Having been in a long-distance relationship with Mark for four years, being together actually is abnormal for us. We are used to communicating via text, Facebook chat, and Skype…sometimes more than 7,000 miles apart. I think we have adjusted well to married life and being together every day, but right now we are going through a separation. Mark had to report to his new duty station but I still had classes and final exams to finish in Arizona. So the first week of December, the movers took most of our things away and Mark drove across the country, leaving me behind at Ft. Huachuca.
(Here come the annoying awwww‘s. Stop that.)
In the past, I have heard newly-weds complain about how “this is the first time for me and the hubby to be separated since we got married!! He’ll be on a business trip for 3 days!” *sad face* A few days? Psh. Oh yeah, and is he getting shot at by people who hate America? Didn’t think so. (That is the insensitive part.)
Perhaps I should be more understanding of civilian folks who aren’t used to frequent or prolonged separations. After all, each person is a product of their environment and you don’t know what you don’t know. If a paper cut is the worst pain you’ve ever experienced, then that is what is “bad” pain to you. And if being away from your husband for a few days due to a business trip two states away is the worst marital separation you’ve experienced, then I guess that’s hard for you. At the same time, gaining some perspective and guarding against co-dependence is always a good idea.

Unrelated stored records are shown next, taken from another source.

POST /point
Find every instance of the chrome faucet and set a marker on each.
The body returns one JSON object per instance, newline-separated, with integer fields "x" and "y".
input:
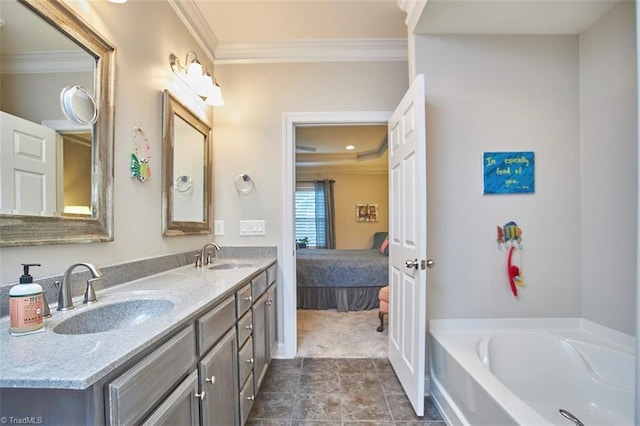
{"x": 205, "y": 256}
{"x": 64, "y": 296}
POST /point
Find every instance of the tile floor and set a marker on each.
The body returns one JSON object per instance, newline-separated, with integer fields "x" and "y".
{"x": 335, "y": 391}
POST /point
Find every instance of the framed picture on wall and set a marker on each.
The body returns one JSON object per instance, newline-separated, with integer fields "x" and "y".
{"x": 366, "y": 212}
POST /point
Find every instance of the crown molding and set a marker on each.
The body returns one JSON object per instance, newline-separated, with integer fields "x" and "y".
{"x": 338, "y": 50}
{"x": 414, "y": 10}
{"x": 45, "y": 62}
{"x": 192, "y": 18}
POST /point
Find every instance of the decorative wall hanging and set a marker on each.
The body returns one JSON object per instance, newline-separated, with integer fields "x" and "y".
{"x": 510, "y": 236}
{"x": 243, "y": 184}
{"x": 366, "y": 212}
{"x": 141, "y": 155}
{"x": 509, "y": 172}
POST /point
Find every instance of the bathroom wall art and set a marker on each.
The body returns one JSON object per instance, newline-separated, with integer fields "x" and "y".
{"x": 509, "y": 172}
{"x": 366, "y": 212}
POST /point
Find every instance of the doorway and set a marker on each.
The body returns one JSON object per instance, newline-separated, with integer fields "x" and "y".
{"x": 288, "y": 348}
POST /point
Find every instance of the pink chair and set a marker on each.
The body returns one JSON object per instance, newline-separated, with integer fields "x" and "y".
{"x": 383, "y": 296}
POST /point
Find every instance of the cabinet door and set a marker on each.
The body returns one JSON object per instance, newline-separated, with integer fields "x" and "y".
{"x": 272, "y": 320}
{"x": 131, "y": 396}
{"x": 260, "y": 340}
{"x": 218, "y": 376}
{"x": 180, "y": 407}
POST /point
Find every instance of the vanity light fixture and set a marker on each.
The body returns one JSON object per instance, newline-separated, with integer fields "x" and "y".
{"x": 197, "y": 78}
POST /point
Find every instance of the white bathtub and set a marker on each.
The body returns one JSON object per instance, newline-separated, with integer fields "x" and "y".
{"x": 523, "y": 371}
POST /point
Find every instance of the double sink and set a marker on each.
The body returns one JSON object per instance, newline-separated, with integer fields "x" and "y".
{"x": 112, "y": 314}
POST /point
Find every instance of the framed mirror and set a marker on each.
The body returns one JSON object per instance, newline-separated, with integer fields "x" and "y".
{"x": 45, "y": 47}
{"x": 186, "y": 170}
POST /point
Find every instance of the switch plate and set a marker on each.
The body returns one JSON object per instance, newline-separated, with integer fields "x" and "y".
{"x": 218, "y": 227}
{"x": 252, "y": 227}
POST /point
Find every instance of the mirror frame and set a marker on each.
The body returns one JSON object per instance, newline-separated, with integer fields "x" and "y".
{"x": 173, "y": 107}
{"x": 21, "y": 230}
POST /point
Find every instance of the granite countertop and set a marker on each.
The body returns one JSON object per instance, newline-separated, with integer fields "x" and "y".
{"x": 52, "y": 360}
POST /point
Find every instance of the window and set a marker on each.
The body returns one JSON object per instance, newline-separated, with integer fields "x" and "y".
{"x": 305, "y": 200}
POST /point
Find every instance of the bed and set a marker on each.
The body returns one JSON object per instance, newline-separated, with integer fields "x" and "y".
{"x": 345, "y": 280}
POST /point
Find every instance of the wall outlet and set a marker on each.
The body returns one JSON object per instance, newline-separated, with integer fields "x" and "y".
{"x": 218, "y": 227}
{"x": 252, "y": 227}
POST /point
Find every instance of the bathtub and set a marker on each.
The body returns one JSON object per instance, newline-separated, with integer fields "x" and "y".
{"x": 523, "y": 371}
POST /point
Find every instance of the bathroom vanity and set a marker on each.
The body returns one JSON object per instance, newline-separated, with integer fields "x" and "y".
{"x": 195, "y": 351}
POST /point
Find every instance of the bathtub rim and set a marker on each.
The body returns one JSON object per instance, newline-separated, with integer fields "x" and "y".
{"x": 456, "y": 336}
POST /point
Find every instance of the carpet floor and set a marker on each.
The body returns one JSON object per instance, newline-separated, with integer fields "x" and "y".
{"x": 332, "y": 334}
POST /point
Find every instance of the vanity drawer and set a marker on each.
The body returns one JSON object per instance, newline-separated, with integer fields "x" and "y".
{"x": 247, "y": 397}
{"x": 245, "y": 327}
{"x": 137, "y": 390}
{"x": 245, "y": 361}
{"x": 243, "y": 300}
{"x": 258, "y": 285}
{"x": 213, "y": 325}
{"x": 271, "y": 274}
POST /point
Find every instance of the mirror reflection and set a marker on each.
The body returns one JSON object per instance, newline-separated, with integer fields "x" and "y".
{"x": 186, "y": 169}
{"x": 38, "y": 62}
{"x": 55, "y": 175}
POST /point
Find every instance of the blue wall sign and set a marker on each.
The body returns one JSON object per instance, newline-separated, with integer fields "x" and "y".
{"x": 509, "y": 172}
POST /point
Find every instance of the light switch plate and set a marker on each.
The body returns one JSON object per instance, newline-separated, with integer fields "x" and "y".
{"x": 252, "y": 227}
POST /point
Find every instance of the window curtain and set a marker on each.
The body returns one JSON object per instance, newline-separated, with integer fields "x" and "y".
{"x": 325, "y": 214}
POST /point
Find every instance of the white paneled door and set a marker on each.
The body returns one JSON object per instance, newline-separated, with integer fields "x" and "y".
{"x": 408, "y": 243}
{"x": 28, "y": 170}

My perspective this holiday season is that my husband is not in a war zone and that we will actually be together for Christmas for the first time. I also don’t know what next Christmas will bring with how things are ramping up in Iraq again. With the assignment he has, I am mentally and emotionally preparing myself for him to be deployed again soon. So I really cannot complain about our longest separation as newly-weds. Plus, during these 16 days apart I am getting to do some awesome stuff: I’m driving solo across the country, I’m spending a week with my family, I’m hanging out with close friends….and most importantly, I’m gaining more appreciation for Mark while looking forward to being reunited. I think this plays perfectly into the concept of being an interdependent couple. I want to co-author a blog post with Mark on this subject because we both think it’s extremely important – but basically, we need to have the capacity to thrive in independence and to have a healthy dependence on each other at the appropriate times. Our individual strengths shore up each other’s weaknesses, and that is one of the beauties of marriage.